Arugula has a distinctive taste that's slightly peppery. It's more a cousin of broccoli and Brussel sprouts than the lettuces it’s normally sold with. A study showed that one of the things that makes arugula great is that it's exceptionally high in cancer-fighting nutrients. Like most other greens here, it's very high in vitamin A, K, C, folate, potassium, and calcium.

 

Microgreens

 

These tiny leaves are a group of lettuces, root vegetable tops, and other leafy vegetables harvested very young. Rather than waiting until the leaves are 6 to 10 inches long, they get picked when less than 2 inches.

Microgreens are tender and tasty, yet still packed with nutrition. They comprise things like lettuces, spinach, beet tops, carrot tops, turnip tops, broccoli leaves, young cabbage, chard, collards, and kale.

Once your greens get to be about 2 inches tall, you can start thinning them out, adding the microgreens to your salad while letting the others continue to grow. It’s a perfect way to thin out your pots and get a long and bountiful harvest.

 

spring greens

Sprouts

 

Even smaller than microgreens, sprouts are the newly budded leaves of seeds. You can start sprouts indoors by placing lettuce, cruciferous vegetable seeds, or beans into a jar and covering them with water. After soaking overnight, keep the seeds slightly moist, and within a week, you will have sprouts.

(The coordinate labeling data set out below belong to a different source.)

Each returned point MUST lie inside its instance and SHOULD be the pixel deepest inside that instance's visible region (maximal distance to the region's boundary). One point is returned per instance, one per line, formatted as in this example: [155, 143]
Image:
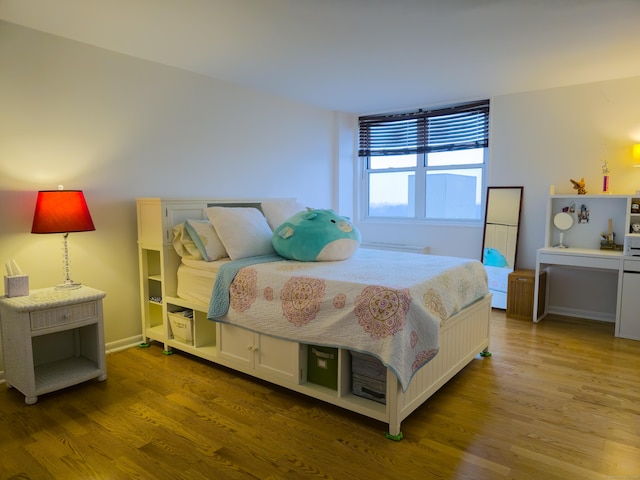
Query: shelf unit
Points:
[587, 234]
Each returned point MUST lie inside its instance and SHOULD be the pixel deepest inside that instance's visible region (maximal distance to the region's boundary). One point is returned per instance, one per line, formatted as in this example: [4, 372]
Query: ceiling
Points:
[361, 56]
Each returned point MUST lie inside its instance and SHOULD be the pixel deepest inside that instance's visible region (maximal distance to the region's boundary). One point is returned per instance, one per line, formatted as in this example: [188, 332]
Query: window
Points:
[425, 165]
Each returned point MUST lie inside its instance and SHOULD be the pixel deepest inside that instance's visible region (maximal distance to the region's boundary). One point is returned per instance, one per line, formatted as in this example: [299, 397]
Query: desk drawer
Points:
[580, 261]
[64, 315]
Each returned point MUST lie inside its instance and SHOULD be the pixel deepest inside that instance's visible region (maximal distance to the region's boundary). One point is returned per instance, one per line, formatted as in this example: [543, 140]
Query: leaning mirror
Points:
[500, 240]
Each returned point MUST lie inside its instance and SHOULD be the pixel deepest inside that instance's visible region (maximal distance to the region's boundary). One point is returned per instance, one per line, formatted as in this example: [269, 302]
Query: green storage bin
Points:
[322, 366]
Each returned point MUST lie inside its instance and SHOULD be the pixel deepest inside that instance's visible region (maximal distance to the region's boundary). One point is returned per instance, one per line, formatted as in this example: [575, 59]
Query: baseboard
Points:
[123, 344]
[588, 314]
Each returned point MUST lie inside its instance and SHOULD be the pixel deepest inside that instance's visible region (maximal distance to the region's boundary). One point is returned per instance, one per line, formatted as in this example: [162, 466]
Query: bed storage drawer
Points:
[368, 377]
[322, 366]
[181, 323]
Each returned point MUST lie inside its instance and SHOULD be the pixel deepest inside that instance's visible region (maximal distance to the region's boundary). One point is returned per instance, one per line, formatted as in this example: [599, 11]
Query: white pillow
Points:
[206, 239]
[277, 211]
[243, 231]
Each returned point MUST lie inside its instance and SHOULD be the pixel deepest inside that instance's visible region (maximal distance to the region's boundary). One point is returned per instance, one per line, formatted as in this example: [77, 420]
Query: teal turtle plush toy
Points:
[316, 236]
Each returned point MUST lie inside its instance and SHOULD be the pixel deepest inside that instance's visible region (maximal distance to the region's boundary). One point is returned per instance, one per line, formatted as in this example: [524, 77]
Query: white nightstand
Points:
[52, 339]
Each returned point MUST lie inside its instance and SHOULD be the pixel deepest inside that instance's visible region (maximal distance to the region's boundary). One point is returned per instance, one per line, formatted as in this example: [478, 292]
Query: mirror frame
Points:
[486, 215]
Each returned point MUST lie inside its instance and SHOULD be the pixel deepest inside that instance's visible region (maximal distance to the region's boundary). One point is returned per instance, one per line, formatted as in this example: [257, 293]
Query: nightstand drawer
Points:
[63, 315]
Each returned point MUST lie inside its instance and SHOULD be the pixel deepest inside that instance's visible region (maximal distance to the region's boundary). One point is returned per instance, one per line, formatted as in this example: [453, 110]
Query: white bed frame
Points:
[462, 337]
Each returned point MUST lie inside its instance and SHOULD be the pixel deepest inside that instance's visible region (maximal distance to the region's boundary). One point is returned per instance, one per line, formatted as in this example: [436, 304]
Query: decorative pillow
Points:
[243, 231]
[277, 211]
[316, 235]
[206, 239]
[184, 245]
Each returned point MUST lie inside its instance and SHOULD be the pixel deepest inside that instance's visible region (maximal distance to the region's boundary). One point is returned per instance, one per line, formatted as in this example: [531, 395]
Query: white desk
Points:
[574, 257]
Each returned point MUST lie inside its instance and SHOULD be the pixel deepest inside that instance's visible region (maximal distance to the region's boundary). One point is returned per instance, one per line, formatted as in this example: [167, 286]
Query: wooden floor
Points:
[557, 400]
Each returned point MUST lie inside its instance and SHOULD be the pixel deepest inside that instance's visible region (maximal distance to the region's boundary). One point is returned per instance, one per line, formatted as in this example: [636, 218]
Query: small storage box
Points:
[520, 294]
[368, 377]
[322, 366]
[182, 325]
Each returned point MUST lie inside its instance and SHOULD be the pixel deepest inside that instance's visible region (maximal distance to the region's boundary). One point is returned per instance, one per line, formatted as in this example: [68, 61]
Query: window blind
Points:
[458, 127]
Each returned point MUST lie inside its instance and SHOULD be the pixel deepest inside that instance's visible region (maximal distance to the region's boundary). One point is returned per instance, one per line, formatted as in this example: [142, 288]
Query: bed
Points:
[424, 317]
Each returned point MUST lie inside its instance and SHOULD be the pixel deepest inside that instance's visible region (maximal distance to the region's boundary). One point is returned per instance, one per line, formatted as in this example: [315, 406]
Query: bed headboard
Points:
[158, 216]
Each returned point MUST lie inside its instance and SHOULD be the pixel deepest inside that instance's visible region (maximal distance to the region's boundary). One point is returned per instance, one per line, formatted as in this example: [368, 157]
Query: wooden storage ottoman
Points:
[520, 294]
[368, 377]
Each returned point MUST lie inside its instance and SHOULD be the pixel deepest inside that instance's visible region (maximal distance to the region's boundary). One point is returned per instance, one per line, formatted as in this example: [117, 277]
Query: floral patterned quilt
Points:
[385, 303]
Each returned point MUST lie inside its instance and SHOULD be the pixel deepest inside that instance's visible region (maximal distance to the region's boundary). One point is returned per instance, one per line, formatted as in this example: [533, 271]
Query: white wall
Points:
[120, 128]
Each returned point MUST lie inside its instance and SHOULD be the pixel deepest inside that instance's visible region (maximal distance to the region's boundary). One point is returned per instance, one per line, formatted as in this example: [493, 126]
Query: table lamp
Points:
[62, 211]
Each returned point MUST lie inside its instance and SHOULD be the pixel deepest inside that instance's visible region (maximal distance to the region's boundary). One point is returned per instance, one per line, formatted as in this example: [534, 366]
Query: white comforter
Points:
[387, 304]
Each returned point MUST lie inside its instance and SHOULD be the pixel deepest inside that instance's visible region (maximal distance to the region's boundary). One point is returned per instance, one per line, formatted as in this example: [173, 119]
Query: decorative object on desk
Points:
[580, 186]
[562, 221]
[607, 240]
[62, 211]
[583, 214]
[15, 283]
[605, 177]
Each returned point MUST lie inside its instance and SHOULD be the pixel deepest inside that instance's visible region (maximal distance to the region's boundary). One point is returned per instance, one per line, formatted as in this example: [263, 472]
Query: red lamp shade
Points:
[61, 211]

Once they start taking on an edge of green, you can eat them.

Sprouts are highly nutritious and one of the easiest things you can grow. Even in the wintertime, you can have fresh greens by eating sprouts.

 

We hope you'll try your hand growing the spring greens. They're easy, delicious, and growing your own food is one of the fastest ways to learn what good food tastes like.